Liu Jian, director of the Chinese State Council Leading Group Office for 
Poverty Alleviation and Development, made the remarks yesterday at the 
Ministerial Level Poverty Reduction Seminar for Developing Countries in Beijing. 
"Ten per cent of the nation's poverty-reduction funds will be used in job 
training for rural people in the next five years so that the group can enter the 
non-agricultural job market," Liu said. 
"The State Council has recognized 30 labour pilot training bases across the 
country. A sound training network will take shape, and it is expected 90 per 
cent of the rural population will find jobs after they are trained." 
The country will also give more support to major enterprises that contribute 
the most to the poverty reduction cause at the local level.

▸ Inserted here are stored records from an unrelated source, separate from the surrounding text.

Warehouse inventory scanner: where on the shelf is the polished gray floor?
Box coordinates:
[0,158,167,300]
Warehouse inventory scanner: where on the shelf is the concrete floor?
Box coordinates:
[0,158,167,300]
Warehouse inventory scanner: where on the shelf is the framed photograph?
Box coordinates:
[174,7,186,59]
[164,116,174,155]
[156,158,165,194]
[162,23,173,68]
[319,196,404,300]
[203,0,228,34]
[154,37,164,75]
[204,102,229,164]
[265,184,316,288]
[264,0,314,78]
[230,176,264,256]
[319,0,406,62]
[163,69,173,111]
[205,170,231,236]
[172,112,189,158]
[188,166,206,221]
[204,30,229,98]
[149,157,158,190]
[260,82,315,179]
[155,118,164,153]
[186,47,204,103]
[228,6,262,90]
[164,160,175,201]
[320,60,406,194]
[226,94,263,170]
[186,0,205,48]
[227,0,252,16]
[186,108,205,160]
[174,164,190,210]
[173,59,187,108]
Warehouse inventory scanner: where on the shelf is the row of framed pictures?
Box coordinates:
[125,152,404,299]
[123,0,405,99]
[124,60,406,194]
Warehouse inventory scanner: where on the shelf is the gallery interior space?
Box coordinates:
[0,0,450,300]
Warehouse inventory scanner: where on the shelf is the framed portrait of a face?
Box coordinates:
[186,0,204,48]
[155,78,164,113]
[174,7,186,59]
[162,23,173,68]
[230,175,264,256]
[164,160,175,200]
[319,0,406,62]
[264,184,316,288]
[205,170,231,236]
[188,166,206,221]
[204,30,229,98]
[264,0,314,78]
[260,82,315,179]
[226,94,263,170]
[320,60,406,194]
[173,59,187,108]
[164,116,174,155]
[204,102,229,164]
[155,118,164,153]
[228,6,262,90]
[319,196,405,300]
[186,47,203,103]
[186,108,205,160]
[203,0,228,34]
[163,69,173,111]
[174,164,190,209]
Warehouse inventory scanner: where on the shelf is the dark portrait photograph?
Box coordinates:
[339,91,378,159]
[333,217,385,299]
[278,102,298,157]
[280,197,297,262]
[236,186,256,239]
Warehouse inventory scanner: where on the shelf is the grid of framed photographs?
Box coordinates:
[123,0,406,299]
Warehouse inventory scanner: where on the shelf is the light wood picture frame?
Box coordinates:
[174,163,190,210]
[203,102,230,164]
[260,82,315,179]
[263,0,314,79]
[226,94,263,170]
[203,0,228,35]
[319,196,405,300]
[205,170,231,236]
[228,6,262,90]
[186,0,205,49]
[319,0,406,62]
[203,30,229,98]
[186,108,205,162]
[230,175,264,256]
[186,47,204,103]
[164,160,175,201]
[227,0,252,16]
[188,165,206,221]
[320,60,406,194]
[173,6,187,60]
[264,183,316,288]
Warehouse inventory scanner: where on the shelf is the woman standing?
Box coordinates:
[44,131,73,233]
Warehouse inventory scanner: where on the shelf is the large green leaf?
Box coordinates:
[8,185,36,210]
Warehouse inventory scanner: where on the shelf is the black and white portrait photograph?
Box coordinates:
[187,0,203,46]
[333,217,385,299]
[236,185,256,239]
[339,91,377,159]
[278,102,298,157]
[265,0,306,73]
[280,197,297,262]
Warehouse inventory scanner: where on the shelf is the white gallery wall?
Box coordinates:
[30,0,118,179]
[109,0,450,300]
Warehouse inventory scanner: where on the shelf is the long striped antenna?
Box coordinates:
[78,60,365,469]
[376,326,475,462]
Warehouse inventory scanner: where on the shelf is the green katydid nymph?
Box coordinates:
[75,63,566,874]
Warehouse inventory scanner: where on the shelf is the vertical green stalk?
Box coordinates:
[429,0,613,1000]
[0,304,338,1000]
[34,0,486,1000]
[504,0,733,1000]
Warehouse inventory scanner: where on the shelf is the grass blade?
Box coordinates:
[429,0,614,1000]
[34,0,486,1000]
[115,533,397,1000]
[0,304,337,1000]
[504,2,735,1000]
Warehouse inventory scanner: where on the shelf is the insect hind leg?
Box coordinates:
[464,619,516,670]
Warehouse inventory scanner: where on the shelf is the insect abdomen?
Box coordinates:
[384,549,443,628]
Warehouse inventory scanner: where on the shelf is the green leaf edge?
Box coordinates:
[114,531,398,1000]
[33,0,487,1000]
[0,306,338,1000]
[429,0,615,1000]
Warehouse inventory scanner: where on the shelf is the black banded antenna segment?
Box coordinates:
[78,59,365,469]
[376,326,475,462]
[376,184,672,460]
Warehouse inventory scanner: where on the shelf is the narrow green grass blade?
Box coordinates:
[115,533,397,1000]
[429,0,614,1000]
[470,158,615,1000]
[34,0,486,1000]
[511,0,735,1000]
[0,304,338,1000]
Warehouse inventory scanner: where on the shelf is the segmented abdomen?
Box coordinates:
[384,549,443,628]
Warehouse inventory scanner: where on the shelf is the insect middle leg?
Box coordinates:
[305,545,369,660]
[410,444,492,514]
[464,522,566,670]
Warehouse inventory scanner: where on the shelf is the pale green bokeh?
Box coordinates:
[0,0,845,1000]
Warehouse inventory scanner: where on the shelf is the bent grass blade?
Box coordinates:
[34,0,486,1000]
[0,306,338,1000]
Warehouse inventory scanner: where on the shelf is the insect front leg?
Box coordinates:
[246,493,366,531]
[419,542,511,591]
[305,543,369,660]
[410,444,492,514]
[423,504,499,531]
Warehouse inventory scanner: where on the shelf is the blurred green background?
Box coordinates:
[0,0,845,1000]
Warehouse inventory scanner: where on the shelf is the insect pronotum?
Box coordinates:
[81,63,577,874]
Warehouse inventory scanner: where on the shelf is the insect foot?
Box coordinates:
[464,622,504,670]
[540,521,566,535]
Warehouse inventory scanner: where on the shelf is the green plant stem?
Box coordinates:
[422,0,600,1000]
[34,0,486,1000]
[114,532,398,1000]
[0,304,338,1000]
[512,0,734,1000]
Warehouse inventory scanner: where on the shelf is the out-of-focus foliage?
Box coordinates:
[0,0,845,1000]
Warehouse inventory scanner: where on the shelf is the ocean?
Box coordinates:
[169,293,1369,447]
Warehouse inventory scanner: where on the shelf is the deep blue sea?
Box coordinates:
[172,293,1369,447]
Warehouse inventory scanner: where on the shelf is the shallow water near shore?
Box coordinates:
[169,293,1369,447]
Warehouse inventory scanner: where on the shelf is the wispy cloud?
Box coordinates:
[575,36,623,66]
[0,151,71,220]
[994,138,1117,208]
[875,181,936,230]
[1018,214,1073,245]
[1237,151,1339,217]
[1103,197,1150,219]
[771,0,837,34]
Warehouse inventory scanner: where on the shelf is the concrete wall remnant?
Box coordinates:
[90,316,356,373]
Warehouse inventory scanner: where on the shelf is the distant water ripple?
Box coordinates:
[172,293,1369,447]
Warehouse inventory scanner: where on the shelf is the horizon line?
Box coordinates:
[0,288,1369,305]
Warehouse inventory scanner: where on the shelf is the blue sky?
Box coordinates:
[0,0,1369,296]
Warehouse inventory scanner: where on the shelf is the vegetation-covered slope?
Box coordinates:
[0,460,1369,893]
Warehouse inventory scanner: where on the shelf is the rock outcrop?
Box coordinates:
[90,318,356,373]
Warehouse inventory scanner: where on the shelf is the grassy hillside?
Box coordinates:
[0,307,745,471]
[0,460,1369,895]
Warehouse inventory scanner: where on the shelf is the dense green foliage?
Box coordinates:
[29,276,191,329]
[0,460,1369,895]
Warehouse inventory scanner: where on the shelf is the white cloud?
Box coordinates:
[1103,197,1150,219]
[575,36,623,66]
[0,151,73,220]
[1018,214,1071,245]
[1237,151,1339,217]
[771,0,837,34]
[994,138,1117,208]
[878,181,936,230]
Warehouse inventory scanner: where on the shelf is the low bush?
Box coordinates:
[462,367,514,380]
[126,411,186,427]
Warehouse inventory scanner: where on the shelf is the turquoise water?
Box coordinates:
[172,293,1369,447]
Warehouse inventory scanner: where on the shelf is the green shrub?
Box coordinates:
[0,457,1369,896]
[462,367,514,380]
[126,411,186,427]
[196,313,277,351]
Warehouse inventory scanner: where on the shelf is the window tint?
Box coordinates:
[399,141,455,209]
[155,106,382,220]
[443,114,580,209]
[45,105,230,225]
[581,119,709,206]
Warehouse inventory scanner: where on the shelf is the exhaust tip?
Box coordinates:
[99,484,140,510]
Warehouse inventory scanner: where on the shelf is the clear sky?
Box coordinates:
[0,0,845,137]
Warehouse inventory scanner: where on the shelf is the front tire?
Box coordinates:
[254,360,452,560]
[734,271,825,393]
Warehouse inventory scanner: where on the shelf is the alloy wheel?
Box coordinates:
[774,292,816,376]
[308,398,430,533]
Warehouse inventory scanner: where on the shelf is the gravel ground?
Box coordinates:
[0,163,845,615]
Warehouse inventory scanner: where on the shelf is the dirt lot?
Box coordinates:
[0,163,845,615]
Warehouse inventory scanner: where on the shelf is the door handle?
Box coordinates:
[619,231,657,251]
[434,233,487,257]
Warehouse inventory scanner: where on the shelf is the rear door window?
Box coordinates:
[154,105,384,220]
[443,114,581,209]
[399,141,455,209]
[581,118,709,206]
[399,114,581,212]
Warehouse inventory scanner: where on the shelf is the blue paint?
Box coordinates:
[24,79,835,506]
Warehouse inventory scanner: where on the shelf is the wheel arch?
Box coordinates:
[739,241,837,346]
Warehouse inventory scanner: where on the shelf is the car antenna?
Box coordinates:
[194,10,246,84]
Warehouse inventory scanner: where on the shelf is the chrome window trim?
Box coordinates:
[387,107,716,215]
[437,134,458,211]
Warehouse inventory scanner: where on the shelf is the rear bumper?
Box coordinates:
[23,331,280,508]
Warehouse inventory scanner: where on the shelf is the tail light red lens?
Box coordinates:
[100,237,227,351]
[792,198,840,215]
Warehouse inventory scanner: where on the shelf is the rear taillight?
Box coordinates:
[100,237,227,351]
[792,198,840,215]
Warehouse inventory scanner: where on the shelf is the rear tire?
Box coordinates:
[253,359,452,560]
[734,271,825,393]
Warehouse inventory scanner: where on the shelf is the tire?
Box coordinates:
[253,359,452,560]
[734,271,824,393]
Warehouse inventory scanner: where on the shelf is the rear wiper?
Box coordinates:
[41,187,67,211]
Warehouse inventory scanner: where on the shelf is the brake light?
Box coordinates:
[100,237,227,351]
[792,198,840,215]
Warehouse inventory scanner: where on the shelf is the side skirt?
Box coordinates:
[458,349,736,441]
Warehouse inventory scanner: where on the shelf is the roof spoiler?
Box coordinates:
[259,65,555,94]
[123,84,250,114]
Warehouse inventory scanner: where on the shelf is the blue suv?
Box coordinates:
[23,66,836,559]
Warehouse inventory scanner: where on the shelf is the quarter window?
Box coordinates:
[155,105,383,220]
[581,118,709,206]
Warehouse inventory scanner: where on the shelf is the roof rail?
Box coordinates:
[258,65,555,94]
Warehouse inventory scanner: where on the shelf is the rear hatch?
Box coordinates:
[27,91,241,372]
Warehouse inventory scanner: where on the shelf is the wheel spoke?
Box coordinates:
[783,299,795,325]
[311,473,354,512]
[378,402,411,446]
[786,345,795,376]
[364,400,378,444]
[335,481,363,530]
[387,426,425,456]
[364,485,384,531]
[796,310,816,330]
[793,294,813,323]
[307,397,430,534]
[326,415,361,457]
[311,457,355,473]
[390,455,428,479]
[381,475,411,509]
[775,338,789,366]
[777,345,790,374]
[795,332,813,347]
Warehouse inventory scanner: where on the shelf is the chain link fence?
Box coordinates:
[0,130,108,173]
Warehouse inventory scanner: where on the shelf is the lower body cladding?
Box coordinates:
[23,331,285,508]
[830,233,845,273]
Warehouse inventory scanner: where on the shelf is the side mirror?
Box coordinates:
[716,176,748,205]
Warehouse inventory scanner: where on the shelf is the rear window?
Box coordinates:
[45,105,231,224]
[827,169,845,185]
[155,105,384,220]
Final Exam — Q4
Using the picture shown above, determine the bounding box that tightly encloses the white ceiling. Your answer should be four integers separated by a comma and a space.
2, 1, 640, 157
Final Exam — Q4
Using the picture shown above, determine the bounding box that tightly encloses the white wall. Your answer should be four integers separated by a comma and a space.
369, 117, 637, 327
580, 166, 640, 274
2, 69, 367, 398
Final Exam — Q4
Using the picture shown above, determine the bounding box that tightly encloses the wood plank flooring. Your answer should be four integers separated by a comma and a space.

To date the Leading 
Group Office has authorized 260 such enterprises, which help more than 13 
million poor people. 
China launched its poverty reduction campaign in 1986. Up to 2005, poverty 
alleviation aid had reached 125.6 billion yuan (US$15.7 billion), as well as 200 
billion yuan (US$25 billion) in interest-free loans, the Leading Group Office 
report said. 
The number of people living in absolute poverty, those earning less than 683 
yuan (US$85.38) a year, decreased from 125 million in 1985 to 23.65 million at 
the end of 2005, the report said. 
More than 70 per cent of villages in 592 counties originally included in the 
poverty alleviation plan had access to roads, electricity, telephone service, 
satellite TV, safe drinking water and healthcare services at the end of 2005. 
The enrolment rate of school-age children was 94.7 per cent. 
The number of people lifted out of poverty in China represents 75 per cent 
the total of all developing countries, the report said. 
"The Chinese leadership has formulated an ambitious vision of balanced 
development quite similar to the Millennium Development Goals," UN 
Secretary-General Kofi Annan wrote in a congratulatory letter released 
yesterday. "The UN applauds the emphasis on reducing inequality and promoting 
growth that is both sustainable and inclusive." 
Liu said that aside from its domestic progress, China would like to become an 
international platform for exchange and collaboration on poverty reduction among 
developing countries. 
China also issued China Poverty Eradication Awards yesterday to 12 
individuals and organizations to mark the International Day for the Eradication 
of Poverty. 
In a written speech to the ceremony, Premier Wen Jiabao said the eradication 
of poverty in China requires a sustained and long-term effort, and governments 
must do more to improve living conditions in underdeveloped regions. 
Poverty eradication is a historic task for China, said Wen, adding that 
society should support and take part in the efforts being made and that 
anti-poverty models should be widely publicized. 
Among the winners were the United Nations Development Programme, China 
Construction Bank, the China Children and Teenagers' Fund, the China Lifeline 
Express Foundation and several individuals such as Wang Guangmei, the wife of 
former Chairman of People's Republic Liu Shaoqi, who passed away on Friday.